Synthesis, characterization and properties of some ternary copper(II) complexes containing NOS donor Schiff base and NN donor bidentate ligands R N Patel*, V L N Gundla & D K Patel Department of Chemistry, A.P.S. University, Rewa 486 003, M.P., India Email: [email protected] Received 3 December 2007; revised 6 February 2008 Six ternary copper(II) complexes, viz., [Cu(SAT)(H2O)] (1), [Cu(SAT)(phen)].0.5 H2O (2), [Cu(SAT)(bipy)] (3), [Cu(SAA)(dmp)] (4), [Cu(SAT)(en)] (5) and [Cu(SAT)(temed)] (6), where SAT = Salicylideneaminothiophenol, phen = 1,10-phenanthroline, bipy = 2,2′-bipyridyl, dmp = 2,9-dimethyl 1,10-phenanthroline, en = ethylenediamine, temed = N,N,N′,N′-tetramethylethylinediamine have been synthesized and characterized by various physico-chemical techniques. The metal ligand bonding parameters evaluated from the EPR spectra of the complexes indicate strong in-plane σ and in-plane π bonding.
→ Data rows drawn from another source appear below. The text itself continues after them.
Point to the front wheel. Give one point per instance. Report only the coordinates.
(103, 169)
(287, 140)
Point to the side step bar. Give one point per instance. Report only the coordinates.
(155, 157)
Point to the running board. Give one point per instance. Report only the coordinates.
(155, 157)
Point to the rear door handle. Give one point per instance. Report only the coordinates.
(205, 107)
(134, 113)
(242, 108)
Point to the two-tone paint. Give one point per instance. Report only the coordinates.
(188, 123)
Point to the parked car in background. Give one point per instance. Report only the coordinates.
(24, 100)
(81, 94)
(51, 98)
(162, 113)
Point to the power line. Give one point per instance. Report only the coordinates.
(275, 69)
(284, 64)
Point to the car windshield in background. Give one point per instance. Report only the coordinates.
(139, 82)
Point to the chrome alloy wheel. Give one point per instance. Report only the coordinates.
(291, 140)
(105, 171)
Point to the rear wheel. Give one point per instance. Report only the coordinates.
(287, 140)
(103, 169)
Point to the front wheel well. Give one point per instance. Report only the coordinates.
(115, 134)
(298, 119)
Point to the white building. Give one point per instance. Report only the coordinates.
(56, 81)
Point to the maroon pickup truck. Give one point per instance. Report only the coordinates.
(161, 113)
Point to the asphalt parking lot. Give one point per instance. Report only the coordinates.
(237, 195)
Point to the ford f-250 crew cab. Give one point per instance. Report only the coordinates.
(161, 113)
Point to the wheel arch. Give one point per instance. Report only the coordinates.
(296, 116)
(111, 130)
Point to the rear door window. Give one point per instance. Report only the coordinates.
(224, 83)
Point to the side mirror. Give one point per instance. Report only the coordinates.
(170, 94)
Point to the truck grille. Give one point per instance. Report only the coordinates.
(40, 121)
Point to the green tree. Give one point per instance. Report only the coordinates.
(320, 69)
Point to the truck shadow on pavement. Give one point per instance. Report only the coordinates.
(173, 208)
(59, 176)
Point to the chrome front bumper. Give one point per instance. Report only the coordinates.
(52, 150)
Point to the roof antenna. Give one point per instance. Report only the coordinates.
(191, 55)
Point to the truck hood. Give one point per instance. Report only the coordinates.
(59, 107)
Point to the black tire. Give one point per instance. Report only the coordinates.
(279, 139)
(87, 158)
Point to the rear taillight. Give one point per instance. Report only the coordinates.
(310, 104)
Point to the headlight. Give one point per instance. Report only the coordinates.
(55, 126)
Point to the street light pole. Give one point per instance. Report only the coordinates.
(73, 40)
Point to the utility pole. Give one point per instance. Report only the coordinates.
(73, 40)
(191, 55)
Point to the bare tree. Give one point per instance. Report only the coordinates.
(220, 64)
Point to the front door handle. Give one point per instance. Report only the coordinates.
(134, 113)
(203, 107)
The magnetic and spectroscopic data indicate a square planar geometry for complex 1 and a square pyramidal geometry for remaining complexes. The crystal structure of complex 2 has been determined by X-ray diffraction technique. The superoxide dismutase activity of the complexes has also been measured and discussed. IPC Code: Int. Cl.8 CO7F1/08; CO7C251/02

Transition metal complexes of Schiff bases have been the most widely studied coordination compounds in the past few years due to their unusual magnetic properties, novel structural features and relevance to biological systems1-4. Schiff base ligands particularly molecules possessing nitrogen, oxygen and sulphur donor sites are important in the development of coordination chemistry as well as in the biomimetic chemistry of a number of metal ions, particularly the transition metals5. The ability of nitrogen and/or sulphur based donors to stabilize reduced and oxidized forms of copper(II) has sparked interest in their bioinorganic systems6. Copper is a bioelement and an active site in several metalloenzymes and proteins7−10. The most important contribution to copper chemistry must be the role that biological copper11,12 has played in stimulating research in the inorganic chemistry of copper, not only in the chemistry of copper proteins, for which Cu(I), Cu(II) and Cu(III) species are relevant, but also in systems where more than one type of copper is considered to be present. Another interesting aspect of copper(II) coordination complexes is their biological activity, which is of interest in pharmacology. Copper(II) complexes containing various Schiff bases and their derivatives are of great interest since they exhibit numerous biological acivities such as anticancer13, antitumor14, antibacterial15, antifilarial16 and antiviral17, etc. On the basis of these findings, we

reported recently the synthesis, structure and properties of ternary copper(II) complexes of ONO donor Schiff base, imidazole, 2,2′-bipyridyl, and 1,10-phenanthroline18. We report herein the synthesis, characterization and properties of some copper(II) complexes containing NOS donor Schiff base and NN donor bidentate ligands. The superoxide dismutase activity of the complexes and the crystal structure of [Cu(SAT)(phen)].0.5 H2O (2) have also been described. Materials and Methods Cupric acetate, 1,10-phenanthroline, 2,2′-bipyridyl, 2,9-dimethyl 1,10-phenanthroline, ethylenediamine, N,N,N′,N′-tetramethylethylinesdiamine, CH3OH, CH3CN, CH2Cl2, C4H10O (S.D. Fine Chem.), NaClO4 (Sigma Aldrich) were used as purchased. The Schiff base (SAT) was synthesized by reacting salicylaldehyde and 2-aminothiophenol in an equimolar ration at room temperature in methanol. Elemental analysis was performed on Elementar vario ELIII Carlo Erba 1108 analyser. FAB Mass spectra were recorded on Jeol SX-102/DA 6000 mass spectrometer using Xenon (6 Kv, 10 mA) as the FAB gas. The magnetic susceptibility data were recorded on Gouy balance at room temperature using mercury(II) tetrathiocyanato cobaltate(II) (χg = 16.44 × 10−6 cgs unit) as the calibrant. The EPR spectra were recorded at room temperature (298 K)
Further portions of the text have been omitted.